– Ты что, пила? – зло спрашиваю ее, нависнув над ней, чтобы почувствовать дыхание. Я заметил ее странное поведение. Однако нет, тяжелое дыхание Снежинки пахнет ею самой, но никак не горькими напитками. И я облегченно выдыхаю, нечаянно смешивая наши вырвавшиеся наружу дыхания. И время останавливается. Будто патока застывает, едва сладость в холодильник помещают.
– Мог бы сначала дождаться ответа, а не сразу влезать в личное пространство, – ворчит она, легко отталкивая меня. Я откинулся на спинку сиденья и сказал:
– Детка, твоего личного пространство теперь не существует. Есть только мое, – язвлю, а сам безумно рад. Ненавижу пьянь. И, если бы она была выпившей, то высадил бы сразу в лесу, даже не задумываясь. Остался бы без солнца вновь в своей бездне, полной демонов и чертей, но только не с разбега в сети ада.
– Не порть мне настроение, Паша, – помахала она рукой, отворачиваясь к окну.
Твою мать! Внутренности одними словами вытаскивает наружу, топчет мне нервы, целует, чтобы вновь нанести увечья эмоциями.
В далекие времена опиум использовали как обезболивающее, даже зная его разрушительные свойства. И вот Даша мой опиум. Я отравляю себя ею, чтобы жить в полную силу, не ощущая тяжести прошлого. И плевать, что умираю от нее.
Так, наверное, думают наркоманы, ныряя в омут с головой.
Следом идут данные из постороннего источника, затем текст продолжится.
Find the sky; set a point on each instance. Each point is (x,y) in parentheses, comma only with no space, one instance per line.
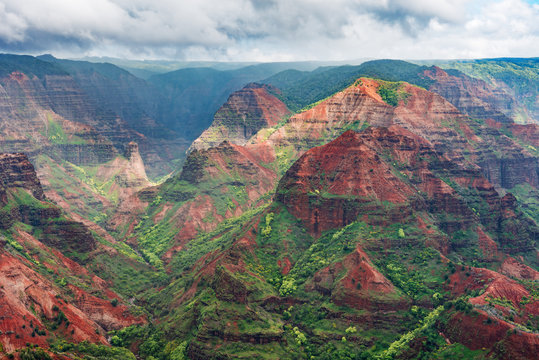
(271,30)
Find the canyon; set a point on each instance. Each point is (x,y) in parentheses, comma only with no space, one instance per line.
(391,212)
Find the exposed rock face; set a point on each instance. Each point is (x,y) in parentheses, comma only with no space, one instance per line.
(242,116)
(29,300)
(234,167)
(472,96)
(330,186)
(488,328)
(17,172)
(362,286)
(425,114)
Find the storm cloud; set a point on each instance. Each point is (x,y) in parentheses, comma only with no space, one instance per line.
(266,30)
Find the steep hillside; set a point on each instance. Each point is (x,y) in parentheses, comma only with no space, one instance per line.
(517,77)
(227,180)
(478,98)
(48,295)
(374,247)
(245,113)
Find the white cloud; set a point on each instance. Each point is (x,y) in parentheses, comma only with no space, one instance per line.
(271,29)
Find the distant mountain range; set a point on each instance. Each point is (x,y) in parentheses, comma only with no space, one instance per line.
(386,210)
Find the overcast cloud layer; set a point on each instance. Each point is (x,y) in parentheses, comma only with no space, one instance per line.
(271,30)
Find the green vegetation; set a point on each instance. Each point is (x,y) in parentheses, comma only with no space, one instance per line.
(518,76)
(300,89)
(392,92)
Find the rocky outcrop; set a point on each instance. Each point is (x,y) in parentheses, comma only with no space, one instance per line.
(246,112)
(471,96)
(17,172)
(362,286)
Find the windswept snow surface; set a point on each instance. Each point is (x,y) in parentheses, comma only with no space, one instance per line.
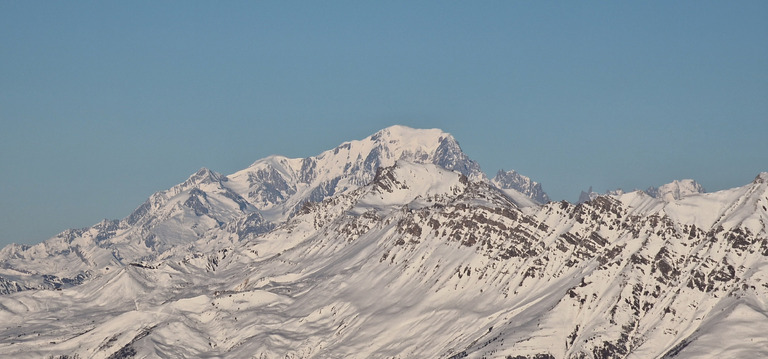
(413,256)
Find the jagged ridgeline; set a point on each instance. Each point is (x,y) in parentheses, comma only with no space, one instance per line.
(397,246)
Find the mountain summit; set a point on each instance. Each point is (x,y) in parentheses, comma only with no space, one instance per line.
(396,246)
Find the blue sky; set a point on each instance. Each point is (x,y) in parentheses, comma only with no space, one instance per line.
(104,103)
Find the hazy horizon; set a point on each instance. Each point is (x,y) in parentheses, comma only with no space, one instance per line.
(103,104)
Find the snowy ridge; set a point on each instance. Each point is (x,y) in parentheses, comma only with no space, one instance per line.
(526,186)
(675,190)
(420,261)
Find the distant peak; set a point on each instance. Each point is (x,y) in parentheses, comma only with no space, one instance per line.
(400,132)
(676,189)
(513,180)
(762,177)
(204,175)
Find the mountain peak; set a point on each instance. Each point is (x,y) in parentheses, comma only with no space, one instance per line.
(514,180)
(675,190)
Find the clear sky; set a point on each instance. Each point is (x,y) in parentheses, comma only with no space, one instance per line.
(103,103)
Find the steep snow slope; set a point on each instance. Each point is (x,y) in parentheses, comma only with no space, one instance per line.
(278,186)
(423,262)
(210,210)
(675,190)
(513,180)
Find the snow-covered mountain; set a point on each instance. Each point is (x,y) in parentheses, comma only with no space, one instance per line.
(513,180)
(675,190)
(423,259)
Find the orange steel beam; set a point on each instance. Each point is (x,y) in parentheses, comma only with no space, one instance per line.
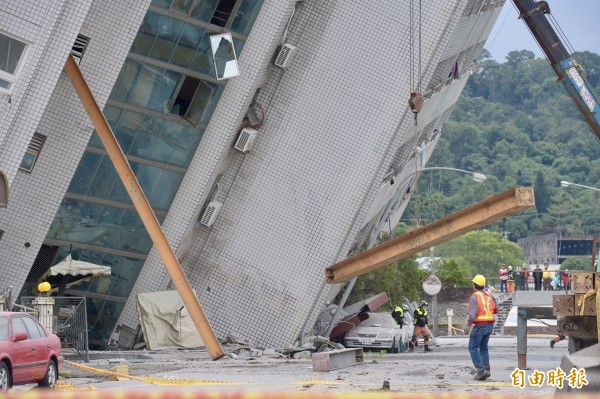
(484,212)
(144,210)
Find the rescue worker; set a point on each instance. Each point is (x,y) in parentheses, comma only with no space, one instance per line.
(398,314)
(482,308)
(511,279)
(420,322)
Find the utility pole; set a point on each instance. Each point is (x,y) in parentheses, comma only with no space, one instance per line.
(434,309)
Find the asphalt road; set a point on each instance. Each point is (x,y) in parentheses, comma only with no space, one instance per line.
(447,369)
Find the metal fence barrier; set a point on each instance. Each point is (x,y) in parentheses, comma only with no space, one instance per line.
(68,321)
Оставшийся путь до студии Малеева мы проделали в тишине, что навечно приклеилась ко мне. Сколько себя помню, она была со мной. Моей госпожой и моей пленительницей – я не мог выбраться из ее холодных тонких пальцев с нанизанными на ним перстнями: одиночеством, бешенством, яростью, болью… А теперь и страстью. Для них не нужны звуки, чтобы проснуться. Эти чувства тоже в плену у тишины и подчиняются только ей.
Дарья все время смотрела в окно, словно пытаясь выглядеть у мира свободу. А я не хотел ее делить даже с этим суррогатом грез. Смотрел на нее и впитывал образ невинный до скрежета зубов, смотрел не имея возможности дотронуться, прижать так, чтоб ребра захрустели и чтоб кожа к коже. Не мог, мать его, потому что как в глаза посмотрит – так потом презрение к себе. Гадливость на собственную ущербность, что… Что даже ее принуждаю, как принуждаю судьбу мне жизнь менять.
– “МалеевСтуди”, – потрясенно прошептала девочка, подаваясь еще ближе к окну машины, чтобы полностью разглядеть многоэтажное здание из стекла и бетона. Потом резко повернулась ко мне, а в глазах ее восхищение такое, трепет, который даже при виде меня не угас, теплился огоньком путеводным дальше. – Господи… Черт!
И шепчет, словно действительно не верит, что здесь оказалась. И эмоции эти я выгрызаю с особым удовольствием – она ведь счастлива только от этого. От того, что оказалась настолько близко к этому месту.
А едва нам ворота открыли, и Гена уже рулил по территории киностудии, Даша вообще начала щипать себя за запястье.
Этот наивный жест отчего–то во мне вызвал улыбку. Которую она стерла своим глазищами, в которых вновь был страх. Она дарила счастье и по мановению руки забирала его с тройными процентами. За неимением души вместе с костями мне плоть рвала, чтобы себе забрать в оплату. Перед ней я снова нищий. Нечем больше платить, кроме как собой. И ее в ответ начал задевать, рисовать на ней шрамами от слов. Злость однозначно лучше.
– Веди себя приличнее. Кукла должна подчеркивать статус хозяина, а не позорить его.
Исполнение заветной мечты и дикий страх – коктейль моей жизни поражал оттенками горечи.